Add data parameter to shorten formulas

mpiktas / midasr

R package for mixed frequency time series data analysis.

http://mpiktas.github.io/midasr/

Other

73 stars 34 forks source link

Add data parameter to shorten formulas #38

Closed MaximilianJHuber closed 10 years ago

MaximilianJHuber commented 10 years ago

In lm you can enter y ~ x + b with all variable being listed in a data.frame which you pass on to lm via the data parameter. I would like to prepare a list of "mls" matrices and do the same as in lm.

E.g.: eq <- midas_r( midasdata$rGDPg2 ~ midasdata$MonMulti, start=list(MonMulti=c(1,-0.1)) )

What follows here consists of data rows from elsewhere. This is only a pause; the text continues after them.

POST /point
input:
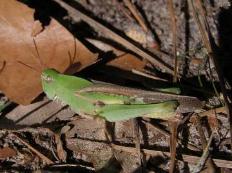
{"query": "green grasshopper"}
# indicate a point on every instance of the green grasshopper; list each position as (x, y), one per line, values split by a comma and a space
(110, 102)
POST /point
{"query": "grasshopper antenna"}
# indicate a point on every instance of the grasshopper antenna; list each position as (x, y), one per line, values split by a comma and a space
(42, 64)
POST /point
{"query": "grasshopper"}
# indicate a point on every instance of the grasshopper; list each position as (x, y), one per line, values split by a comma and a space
(112, 102)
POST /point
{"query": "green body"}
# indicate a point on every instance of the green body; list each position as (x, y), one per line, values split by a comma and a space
(112, 107)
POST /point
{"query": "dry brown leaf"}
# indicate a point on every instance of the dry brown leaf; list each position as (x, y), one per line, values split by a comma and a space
(54, 43)
(7, 152)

where midasdata contains mls matrices produced with: midasdata[[i]] <- fmls(MonMulti,ratio-1, ratio, nealmon)

eq <- midas_r( rGDPg2 ~ MonMulti, start=list(MonMulti=c(1,-0.1)), data=midasdata )

vzemlys commented 10 years ago

Current behaviour is exactly like lm. In the data argument you pass the data where named columns correspond to variables, and the construction of the model is governed by formula interface. So for your example the specification would be

 midas_r(rGDPg2~fmls(MonMulti,ratio-1, ratio, nealmon),data=midasdata,start=list(MonMulti=c(1,-0.1)))

where

  midasdata <- list(rGDPg2=y,MonMulti=x)

If rGDPg2 and MonMulti are in Global environment, then there is no need to specify the data argument, the behaviour which is consistent with lm.

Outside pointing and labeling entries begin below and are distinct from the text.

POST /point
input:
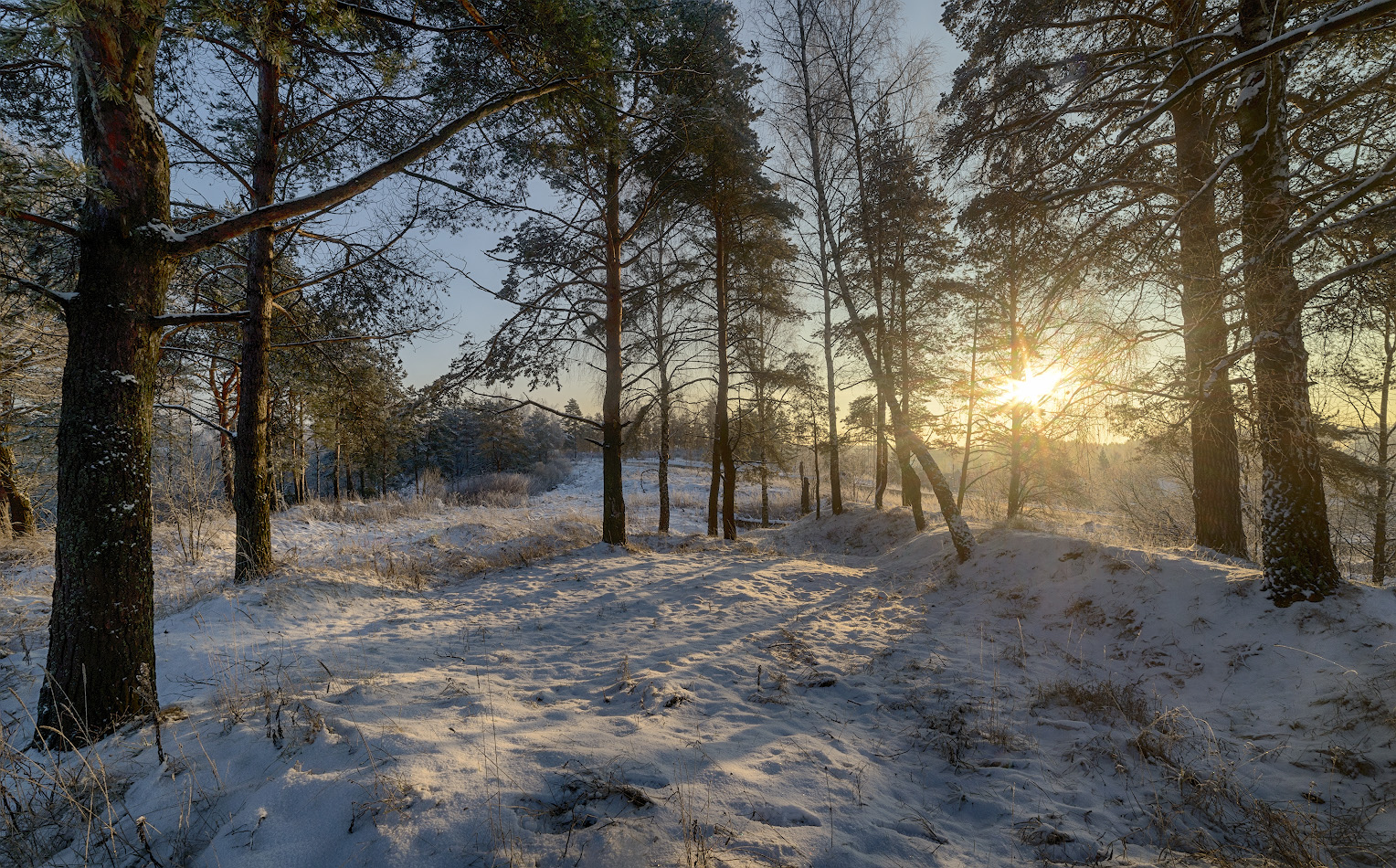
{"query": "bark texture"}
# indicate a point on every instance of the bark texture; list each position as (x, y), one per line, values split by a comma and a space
(100, 664)
(1295, 534)
(1216, 466)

I do not see the benefits of your proposal and I immediately see several problems related to the implementation. For example how would I know that nealmon restriction should be used? Maybe I misunderstand something, could you elaborate more on your proposal, or specifically what problems do you see with the current implementation?

MaximilianJHuber commented 10 years ago

My point is that the formula gets excessively large when there are more variables, so I think it would increase readability and formula flexibility (i.e. if a formula is constructed on-the-fly) to prepare a list of mls matrices first. Then the formula's job is only to specify my model, not to prepare data.

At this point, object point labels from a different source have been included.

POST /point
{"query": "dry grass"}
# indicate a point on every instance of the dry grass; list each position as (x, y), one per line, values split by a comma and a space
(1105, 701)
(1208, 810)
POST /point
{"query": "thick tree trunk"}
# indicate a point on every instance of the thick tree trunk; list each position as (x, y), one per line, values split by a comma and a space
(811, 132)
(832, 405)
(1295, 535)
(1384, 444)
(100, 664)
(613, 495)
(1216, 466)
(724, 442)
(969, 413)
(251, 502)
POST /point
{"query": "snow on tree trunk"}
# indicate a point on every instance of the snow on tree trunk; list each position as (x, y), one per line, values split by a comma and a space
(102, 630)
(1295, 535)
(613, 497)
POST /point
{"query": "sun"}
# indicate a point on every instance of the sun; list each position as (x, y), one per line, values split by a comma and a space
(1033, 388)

vzemlys commented 10 years ago

There is still a question of how the restriction would be defined in such case. All of the potential restrictions use the same mls matrix. It would be possible to implement this using the attributes, but I do not see how this would improve the clarity. Yes the formula would be smaller, but

a user would not see what restriction is used in the model definition
if a user wants to change the restriction, then he/she will need to update the matrix, instead of the formula
user would be required to track the alignment of the matrices, i.e. that their dimensions match. This includes caring about NA values, etc. Currently this is automatically handled by the formula interface, you only need to make sure that your mixed frequency data is aligned, which is much more natural to do for the original data, not for its transformations.
formula interface allows to specify transformations of the variables. For example taking logarithm of the variable. To make it happen with your proposed format, I would need to reimplement the way R formula works.

MaximilianJHuber commented 10 years ago

Ok, your last point is the most striking one. The mls is just a transformation of data as the log, etc. is and belongs in the formula. Thank you for your time, you are doing a great job with midasr!

vzemlys commented 10 years ago

You are welcome.

vzemlys commented 10 years ago

Now you can also use function midas_r_simple. This function does not use formula interface and expects matrices prepared with mls. This function is currently available in development version of midasr, which you can install using install_("midasr","mpiktas","np"). See the example in ?midas_r_simple.